# Trainer I Want To Be



## Cherie (Dec 16, 2010)

There are a lot of levels of trainer / owner relationships as well as levels of showing. If you have high aspirations, you need wealthy owners willing to buy good horses. If you can train riders and horses at a highly competitive level, this is where most ambitious trainers head. Others are rather complacent and happy with students riding at a medium level. They are happy if students make steady improvement and do not push riders beyond their comfort level and do not push them to buy better horses than they can really afford.

Many trainers that aspire to show at a very high level, only want very advanced students or want to show high level open horses. They can be very obnoxious and pushy and not even want to 'waste' their time on medium level riders working within a modest budget. 

You have to decide how high you want to go with your show career and with your students. There is a lot more money in showing at the highest levels IF you can be competitive and can find well-heeled owners willing to buy top horses. There is a lot more pressure to WIN at any price and expenses are many time higher. 

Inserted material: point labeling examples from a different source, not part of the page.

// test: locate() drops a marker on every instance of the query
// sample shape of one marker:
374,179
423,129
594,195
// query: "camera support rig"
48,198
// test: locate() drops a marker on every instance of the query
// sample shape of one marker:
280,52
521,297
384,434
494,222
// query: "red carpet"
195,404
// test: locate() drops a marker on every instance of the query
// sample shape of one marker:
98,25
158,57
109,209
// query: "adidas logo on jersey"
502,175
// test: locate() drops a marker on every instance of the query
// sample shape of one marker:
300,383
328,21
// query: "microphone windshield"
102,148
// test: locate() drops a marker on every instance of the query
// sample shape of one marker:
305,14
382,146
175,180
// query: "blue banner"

For many people (myself included), the 'dog eat dog' nastiness of that high level of showing is not worth it. Trainers at that level can get desperate to win, can get really under-handed trying to 'steal' another trainer's clients (and money) and will stop at almost nothing to win or keep clients. They expect large commissions both on horses they sell and horses they buy. These commissions often mean more to them than finding the right horse or finding the best owner for a particular horse. Clients with deep pockets and big commissions are all they are after.

You have to decide at what level you are most happy. You may have to work a little harder on finding suitable horses for impatient clients. You have to decide what students you have that are ready for a better horse but one that is less finished that you can coach through the finishing process. You have to decide which students need or are ready for a 'push button' horse. 

You may need to step back and project what kind of students and what kind of horses you want to be working with 5 years down the road. Then you at least have a plan and a direction.


----------